A. aceti adalah bakteri asam asetat yang merombak etanol menjadi asam asetat. Pertumbuhan optimum bakteri asam asetat terjadi pada jam ke-24 sampai jam ke-72 fermentasi. Kosentrasi asam asetat tertinggi terjadi pada jam ke 84.
Kualitas biji kakao hasil fermentasi ditentukan terutama oleh keasaman (pH) dan keasaman biji selama fermentasi. Selama fermentasi mikroba mendegradasi gula pada pulp sehingga menghasilkan alkohol dan asam organik yang terdifusi kedalaam biji. Produksi asam dari degradasi pulp sangat penting dalam fermentasi, dengan terdifusinya asam kedalam biji menjadi awal reaksi biokimia dalam biji dimulai yang akan menghasilkan biji kakao fermentasi yang baik.
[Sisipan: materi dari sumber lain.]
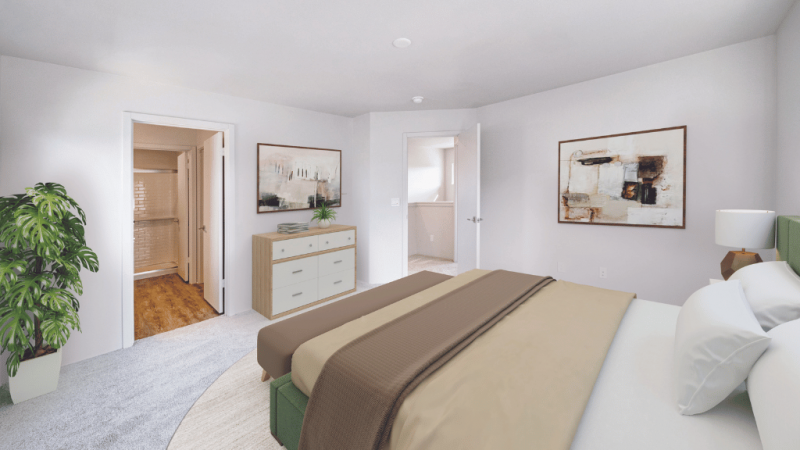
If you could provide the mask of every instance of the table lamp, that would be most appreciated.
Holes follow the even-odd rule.
[[[726,280],[742,267],[762,262],[758,253],[745,249],[775,248],[775,211],[720,209],[715,222],[717,245],[742,249],[728,252],[720,263]]]

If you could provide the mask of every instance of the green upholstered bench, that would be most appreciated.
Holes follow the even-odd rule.
[[[269,427],[272,436],[289,450],[297,450],[308,397],[292,383],[292,374],[269,385]]]

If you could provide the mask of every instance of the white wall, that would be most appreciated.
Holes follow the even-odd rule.
[[[408,255],[453,259],[455,223],[452,202],[408,204]],[[431,241],[431,236],[433,240]]]
[[[455,179],[455,155],[456,149],[444,149],[444,200],[446,202],[455,201],[456,198],[456,185]]]
[[[359,280],[369,282],[369,248],[370,248],[370,114],[363,114],[353,119],[352,158],[350,165],[343,167],[342,174],[352,183],[352,195],[348,204],[353,210],[353,223],[357,230],[357,276]],[[342,222],[344,223],[344,222]]]
[[[136,144],[197,145],[198,133],[213,134],[214,132],[137,123],[133,125],[133,142]]]
[[[0,193],[23,192],[39,181],[64,184],[86,210],[88,245],[100,272],[82,272],[82,333],[73,333],[64,363],[122,345],[121,216],[122,113],[133,111],[236,125],[236,264],[229,272],[233,313],[250,309],[251,235],[278,222],[307,221],[309,211],[256,214],[256,144],[343,150],[351,167],[352,119],[253,100],[138,81],[118,75],[0,57]],[[352,178],[345,172],[340,223],[356,222]],[[398,257],[399,261],[399,257]],[[0,364],[5,355],[0,357]],[[0,383],[5,371],[0,370]]]
[[[475,124],[476,110],[370,113],[369,281],[386,283],[403,274],[403,133],[459,131]]]
[[[408,202],[444,201],[444,149],[408,140]]]
[[[777,211],[800,215],[800,3],[778,28]]]
[[[729,249],[714,244],[714,210],[775,205],[775,76],[770,36],[479,108],[482,267],[682,304],[721,278]],[[557,223],[560,140],[678,125],[688,125],[685,230]]]

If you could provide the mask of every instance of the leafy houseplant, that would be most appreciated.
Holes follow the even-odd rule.
[[[316,220],[320,228],[328,228],[331,226],[331,221],[336,220],[336,211],[333,208],[328,208],[324,202],[322,206],[314,210],[314,216],[311,220]]]
[[[80,331],[80,270],[98,270],[84,225],[86,215],[60,184],[0,197],[0,350],[10,353],[12,380],[20,363],[56,352],[71,329]]]

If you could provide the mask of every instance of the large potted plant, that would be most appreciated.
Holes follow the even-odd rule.
[[[11,399],[54,391],[61,347],[80,331],[81,268],[97,272],[84,239],[86,215],[64,186],[39,183],[0,197],[0,353]]]

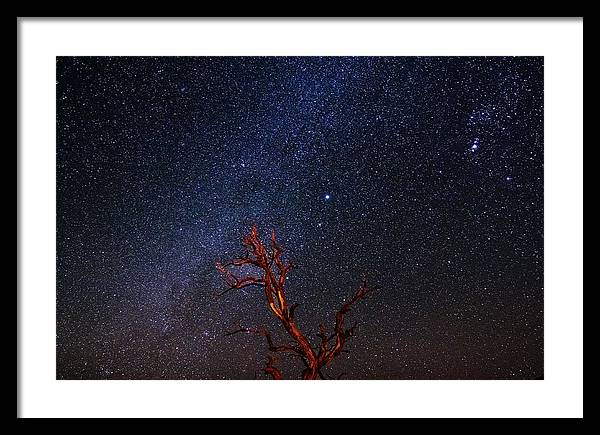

Biji kakao hasil fermentasi memiliki kualitas yang lebih baik dibandingkan dengan biji kakao yang tidak mengalami proses fermentasi. Biji kakao hasil fermentasi memiliki aroma, rasa, dan warna yang lebih berkualitas dan beraneka ragam sesuai dengan proses dan bakteri yang digunakan saat fermentasi.